Designs appropriate to Attali's "third world" or Toffler's "third wave" could seemingly only emerge following recognition of the validity of a "third perspective". Integrated comprehension of the revolutionary cycle is only possible through a conceptual relationship to the axis that stabilizes perception of the cyclic processes with reference to it. Without this third perspective, the revolutionary cycle can only be confusedly comprehended as a linear process in one or two dimensions. It is in terms of this third dimension that the required meta-answer designs may well be possible.

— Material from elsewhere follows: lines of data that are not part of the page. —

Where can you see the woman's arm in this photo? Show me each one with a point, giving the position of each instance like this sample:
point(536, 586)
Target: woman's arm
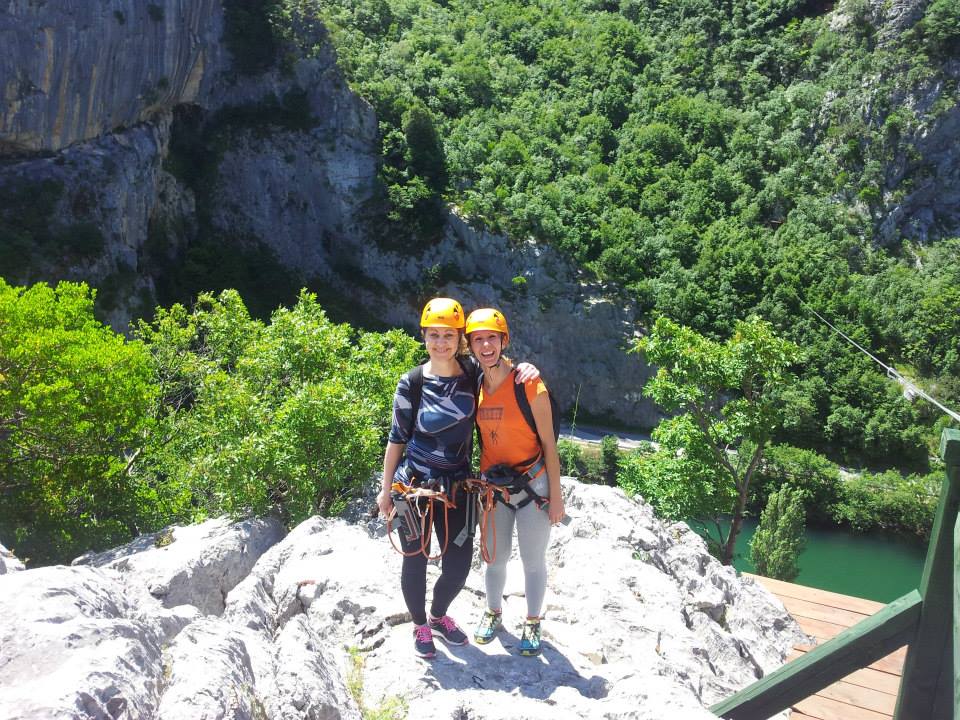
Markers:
point(543, 417)
point(391, 458)
point(527, 372)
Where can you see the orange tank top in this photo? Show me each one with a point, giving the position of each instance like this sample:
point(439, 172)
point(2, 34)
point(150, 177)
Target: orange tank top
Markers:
point(506, 436)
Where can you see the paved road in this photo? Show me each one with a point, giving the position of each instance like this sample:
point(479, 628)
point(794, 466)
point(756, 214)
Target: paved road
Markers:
point(593, 434)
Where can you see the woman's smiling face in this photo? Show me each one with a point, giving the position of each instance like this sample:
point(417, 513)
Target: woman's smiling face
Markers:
point(486, 346)
point(441, 342)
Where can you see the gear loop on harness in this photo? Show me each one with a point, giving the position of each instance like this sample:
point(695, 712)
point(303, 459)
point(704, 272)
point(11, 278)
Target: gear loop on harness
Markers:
point(416, 505)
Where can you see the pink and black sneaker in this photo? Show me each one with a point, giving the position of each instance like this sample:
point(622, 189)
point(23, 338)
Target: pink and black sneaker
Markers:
point(423, 642)
point(448, 629)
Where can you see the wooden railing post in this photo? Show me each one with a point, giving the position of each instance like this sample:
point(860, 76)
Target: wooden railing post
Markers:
point(927, 686)
point(956, 618)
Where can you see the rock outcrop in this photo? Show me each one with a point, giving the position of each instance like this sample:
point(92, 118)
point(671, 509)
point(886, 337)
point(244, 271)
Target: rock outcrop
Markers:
point(74, 70)
point(9, 562)
point(205, 622)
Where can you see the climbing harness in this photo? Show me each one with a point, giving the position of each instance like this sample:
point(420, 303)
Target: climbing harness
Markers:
point(487, 494)
point(415, 506)
point(502, 483)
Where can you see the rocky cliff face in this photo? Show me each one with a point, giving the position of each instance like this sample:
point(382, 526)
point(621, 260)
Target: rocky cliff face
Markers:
point(146, 141)
point(9, 562)
point(237, 621)
point(131, 139)
point(74, 70)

Humanity does not function in terms of one mode alone, just as it is difficult to hop (or limp) forward on one foot - although this may well be what history will see as characteristic of this period. The "struggle" between two feet is avoided by a third "walking" perspective. Switching metaphors, it is though the vehicle conveying humanity forward that the spokesmen of antagonistic groups struggling on the driver's seat for control of the steering wheel. Those closest to the left-hand window (and the abyss on that side) shout "turn right", and those on the right-hand side (seeing the abyss there) shout "turn left". Luckily the vehicle has so far remained on the road because their over-corrections counter-balance each other. A more balanced third perspective is required to allow the vehicle to follow a road with both left and right-hand curves and abysses on either side (not to mention on-coming traffic).